By LARRY VAUGHT
As he watched his team getting really tested for the first time in the Bahamas, Kentucky coach John Calipari said on the SEC Network that he was anxious to see who would make a big play with the game on the line.
He knew veterans like guards Aaron and Andrew Harrison could do that after what they did in the NCAA Tournament, but he found he has another clutch performer — freshman point guard Tyler Ulis.
His defense forced a turnover in a one-on-one confrontation that led to his own layup in UK’s 77-72 victory over Chalons-Reims, a team UK beat 81-58 on Monday. This time the French professional team went toe-to-toe most of the game and was down only 75-72 with 3 minutes, 52 seconds remaining.
No one could score the rest of the way except for Ulis, who broke down his man near midcourt, got the steal and went for the score that had Calipari, who was back sitting at the top of the gym while assistant Barry Rohrssen coached the team, on his feet applauding like the other UK fans in Nassau.
“One thing you want to think about right now is Tyler changed that possession defensively and that changed it for us. He has the ability to put tremendous pressure on their ballhandlers. He has quick feet. He did a really nice job,” Rohrssen said on the UK Radio Network postgame show.

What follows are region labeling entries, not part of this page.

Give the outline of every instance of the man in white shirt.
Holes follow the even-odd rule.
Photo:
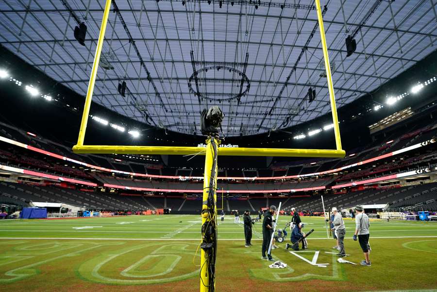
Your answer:
[[[332,208],[332,212],[334,214],[334,220],[332,222],[334,227],[332,230],[335,229],[337,234],[337,238],[338,240],[338,253],[337,256],[340,258],[346,256],[346,251],[344,250],[344,236],[346,235],[346,228],[344,226],[344,221],[341,214],[337,211],[337,208]]]
[[[369,237],[370,236],[369,232],[369,227],[370,226],[369,216],[364,213],[364,209],[362,206],[359,205],[356,206],[355,210],[356,211],[356,216],[355,217],[355,228],[353,240],[356,241],[358,235],[358,240],[361,249],[364,253],[365,259],[361,261],[361,265],[370,267],[371,265],[371,263],[369,258],[370,251],[370,245],[369,244]]]

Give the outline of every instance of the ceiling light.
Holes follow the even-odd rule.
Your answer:
[[[26,90],[29,91],[31,96],[34,97],[39,94],[39,91],[32,85],[26,85]]]
[[[132,135],[132,137],[134,138],[138,138],[139,137],[139,132],[135,130],[130,130],[128,132],[129,134]]]
[[[9,76],[9,74],[8,73],[8,71],[2,69],[0,69],[0,78],[6,78]]]
[[[330,124],[329,125],[327,125],[323,127],[323,130],[325,131],[329,130],[330,129],[332,129],[334,128],[334,124]]]
[[[313,135],[315,135],[316,134],[318,134],[319,133],[320,133],[320,132],[321,132],[321,129],[317,129],[315,130],[313,130],[312,131],[310,131],[309,132],[308,132],[308,136],[312,136]]]
[[[106,120],[104,120],[102,118],[99,117],[98,116],[93,116],[92,118],[96,122],[99,122],[101,124],[104,125],[105,126],[108,126],[108,124],[109,123],[109,122],[108,122],[108,121],[107,121]]]
[[[124,128],[121,127],[120,126],[118,126],[118,125],[116,125],[115,124],[111,124],[111,127],[112,127],[114,129],[116,129],[116,130],[118,130],[120,131],[120,132],[124,131],[124,130],[125,130]]]
[[[421,83],[419,83],[415,86],[413,86],[413,88],[411,88],[411,93],[417,93],[420,90],[423,88],[423,84]]]
[[[387,99],[387,100],[386,101],[386,103],[387,103],[388,105],[391,105],[392,104],[394,104],[398,100],[396,98],[396,97],[390,97]]]

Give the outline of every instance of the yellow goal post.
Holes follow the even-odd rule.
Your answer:
[[[218,155],[237,156],[288,156],[301,157],[344,157],[345,152],[341,148],[341,141],[340,137],[340,129],[338,126],[338,119],[337,116],[337,108],[336,106],[336,98],[334,95],[331,66],[328,56],[326,40],[325,37],[325,31],[322,18],[320,0],[315,0],[317,11],[317,17],[320,30],[320,39],[323,49],[325,61],[325,68],[328,81],[328,89],[332,112],[332,120],[334,124],[334,134],[336,139],[335,149],[293,149],[276,148],[226,148],[219,147]],[[89,115],[89,110],[92,99],[93,91],[97,75],[100,55],[104,40],[105,32],[108,16],[111,11],[111,0],[106,0],[103,13],[103,19],[100,28],[100,33],[97,42],[97,47],[94,55],[92,69],[89,79],[89,83],[86,92],[85,105],[82,115],[82,122],[79,130],[77,144],[73,146],[73,151],[76,153],[98,153],[98,154],[163,154],[163,155],[189,155],[200,153],[205,154],[205,148],[200,147],[189,147],[180,146],[122,146],[107,145],[84,145],[85,132]]]

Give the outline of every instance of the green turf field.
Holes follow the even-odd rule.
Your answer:
[[[289,217],[279,217],[283,227]],[[219,220],[219,218],[218,219]],[[437,223],[373,221],[371,267],[340,264],[331,253],[321,218],[303,217],[309,250],[294,254],[285,243],[274,258],[288,264],[269,268],[261,259],[262,230],[244,246],[242,224],[227,216],[218,227],[218,291],[375,291],[437,287]],[[345,258],[363,259],[346,220]],[[0,221],[0,287],[3,291],[198,291],[196,249],[201,220],[195,215],[132,216]],[[304,230],[304,231],[305,230]],[[325,263],[326,267],[311,264]],[[138,285],[140,285],[139,286]]]

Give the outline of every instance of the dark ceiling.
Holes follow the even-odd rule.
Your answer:
[[[103,2],[29,3],[0,2],[0,44],[84,96]],[[283,9],[264,2],[256,7],[249,1],[223,3],[220,8],[218,1],[118,1],[119,13],[111,10],[102,58],[114,69],[99,68],[93,100],[141,123],[189,134],[200,133],[200,111],[218,104],[228,136],[268,132],[329,113],[319,31],[311,34],[316,11],[307,7],[313,2],[285,1]],[[339,107],[368,95],[435,49],[432,1],[321,4],[327,7],[324,21]],[[85,46],[73,36],[78,20],[87,27]],[[354,33],[356,51],[346,57],[345,38]],[[123,81],[125,97],[117,92]],[[310,86],[316,91],[311,103],[306,98]]]

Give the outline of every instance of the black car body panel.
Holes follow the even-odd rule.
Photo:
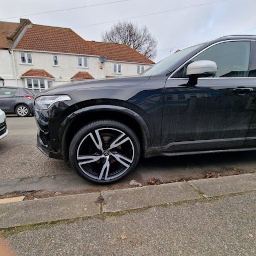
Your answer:
[[[250,77],[202,78],[194,86],[188,78],[175,77],[182,65],[204,49],[237,40],[250,41]],[[218,38],[199,45],[156,74],[148,71],[46,90],[36,98],[67,95],[72,100],[54,103],[47,110],[36,108],[37,146],[49,156],[65,158],[79,128],[107,118],[131,124],[145,157],[254,149],[255,40],[256,36],[249,36]],[[240,87],[252,90],[243,94]]]

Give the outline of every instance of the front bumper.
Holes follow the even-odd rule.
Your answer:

“This is just a big-time play by Ulis. He (Ulis’ man) fell down but the reason he fell down is big-time pressure by Ulis. That is the type of play that can make the difference in the game,” said SEC Network analyst Jay Bilas.
And he was right.
Kentucky broke its two-platoon system in the final minutes when the Harrison twins and Dakari Johnson came back in to play with Ulis and Lee. That provided a three-guard look that UK may often use to finish close games because it gives the Cats two point guards in Andrew Harrison and Ulis and three perimeter scorers who can score outside, drive and make free throws. Kentucky can do that because the Harrisons both have the size to guard small forwards.
Aaron Harrison finished with a game-high 15 points while Ulis had 12 and Andrew Harrison 11. Freshman Devin Booker had 10 points, including a big-time shot in the lane under duress at about the five-minute mark. Kentucky had depended on inside play to win its first four games, but this time the perimeter players combined for 48 of UK’s 77 points.
“We are new together and trying to have fun, and winning is fun,” Booker said on the SEC Network after the game. “We came out with a win, so it was a good time. I just do what they give me. If you can shoot, that opens opportunities to drive.
He said he was still adjusting to the speed of the game.
“It’s a lot faster than high school. You have to run fast but the game has to be slow to you,” he said.
The French team, which had seven former Division I players from the United States, made the game physical — something Calipari liked.
“One of the things you want to think about when you play somebody a second time is that you don’t want their pride to beat your arrogance. We were on roll where played well. They came out with a bit of chip on their shoulder,” Rohrssen said.
Andrew Harrison, who had seven assists, noticed.
“That’s what we needed. We need it would be a tough battle. Those guys are great players,” he said. “We are having fun, but today we needed that challenge. It was great for us.”